La question de l’expertise interroge ses propres gestes professionnels et ses hobbies. Quand sa profession est «enseignant», être rédacteur fait-il de vous un expert ou un amateur éclairé au sens noble du terme. Un effort de définition paraît nécessaire, en ajoutant une catégorie : le bricoleur.
Un premier effort de définition
Selon le dictionnaire Le Robert, un expert peut être qualifié comme celui qui a acquis une grande expérience par la pratique ou comme une personne choisie pour ses connaissances éprouvées.
On n’est donc pas expert parce que l’on a obtenu un grade universitaire. Le professionnel ne deviendrait expert qu’avec l’expérience.
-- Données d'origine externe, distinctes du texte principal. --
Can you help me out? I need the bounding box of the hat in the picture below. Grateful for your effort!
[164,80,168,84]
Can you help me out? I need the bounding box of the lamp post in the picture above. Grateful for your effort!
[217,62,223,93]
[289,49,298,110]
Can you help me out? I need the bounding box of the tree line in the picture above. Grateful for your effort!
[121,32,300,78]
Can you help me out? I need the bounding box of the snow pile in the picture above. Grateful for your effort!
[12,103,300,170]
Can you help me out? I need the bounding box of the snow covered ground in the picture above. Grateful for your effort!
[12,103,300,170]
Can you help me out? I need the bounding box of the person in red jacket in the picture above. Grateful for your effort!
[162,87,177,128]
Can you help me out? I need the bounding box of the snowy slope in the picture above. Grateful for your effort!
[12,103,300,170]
Enseigner c’est se poser et trouver des réponses partielles, progressives et évolutives dans le temps sur la ou les disciplines que l’on enseigne. Autrement dit un enseignant serait un expert en permanente construction. Pourtant être professeur aujourd’hui se résume-t-il simplement à l’expertise ?
Ken Robinson évoque l’amateur éclairé, c’est à dire une personne qui a un niveau de connaissances très proche du spécialiste. D’ailleurs, le dictionnaire parle bien de l’amateur comme celui qui aime, cultive et recherche.
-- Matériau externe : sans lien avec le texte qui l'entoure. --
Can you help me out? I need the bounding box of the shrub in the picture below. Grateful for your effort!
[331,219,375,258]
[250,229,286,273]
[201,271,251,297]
On ne peut pas faire le métier d’enseignant sans une certaine passion. Un enseignant n’est pas un chercheur en sciences de l’éducation mais il peut faire appel à ses qualités d’amateur éclairé. Il a le goût de son métier, de toujours chercher à aller plus loin. Comme dans une relation amoureuse, former ne souffre pas de la routine. La curiosité est un solide rempart à l’ennui.
Correspondre pour vérifier ses acquis
Avec l’introduction du numérique pédagogique, de nouvelles questions se sont posées. Que faire d’outils qui permettent deux situations de communication contradictoires : s’isoler ou partager ?
La plate-forme E.twinning permet d’entretenir des correspondances avec des élèves de toute l’Europe. Freinet avait expérimenté dans ses classes ce système qui permettait à l’élève d’expliquer ce qu’il avait fait en classe dans la semaine à son correspondant. L’élève est en capacité de résumer sa semaine de manière explicite. C’est un bon moyen d’évaluation implicite.
L’amateur éclairé butine l’information pour améliorer ses pratiques pédagogiques, s’adapter à un nouvel outil et intégrer un nouvel instrument. Cette opération fait appel à l’instinct de bricoleur de l’enseignant. Nombre de scénarii pédagogiques montre à quel point les enseignants sont créatifs. Ils détournent les applications, les logiciels à des fins pédagogiques.
Coder pour apprendre la conjugaison.
Quel lien peut-on faire entre l’orthographe et utiliser Scratch en classe de français ? De prime abord, la tendance serait de laisser cet outil aux professeurs de mathématiques experts de l’algorithmie. Pourtant quand l’élève souhaite que le chat fasse une opération, il nous raconte une histoire. Il doit concevoir un scénario pour prévoir chaque mouvement. Toute erreur dans la programmation de l’élève metteur en scène entraîne un défaut de sens qui empêche l’histoire de bien se dérouler.
En poussant la réflexion, la comparaison est assez simple avec l’enseignement de la conjugaison. Écrire « j’aimerai » au lieu de « j’aimerais » change complètement le sens de la phrase. Imaginez les catastrophes dans les lettres de motivation. Le bricoleur dans ces cas là fait appel à l’expert par un simple « et toi comment tu fais ? ». Faire des mathématiques en français et inversement, voilà que l’on vient de franchir le Rubicon.
Être enseignant c’est être : expert, amateur et bricoleur. Il fait appel à ses différentes connaissances, savoir-faire et capacités créatives pour adapter son enseignement au plus prêt des besoins de l’élève.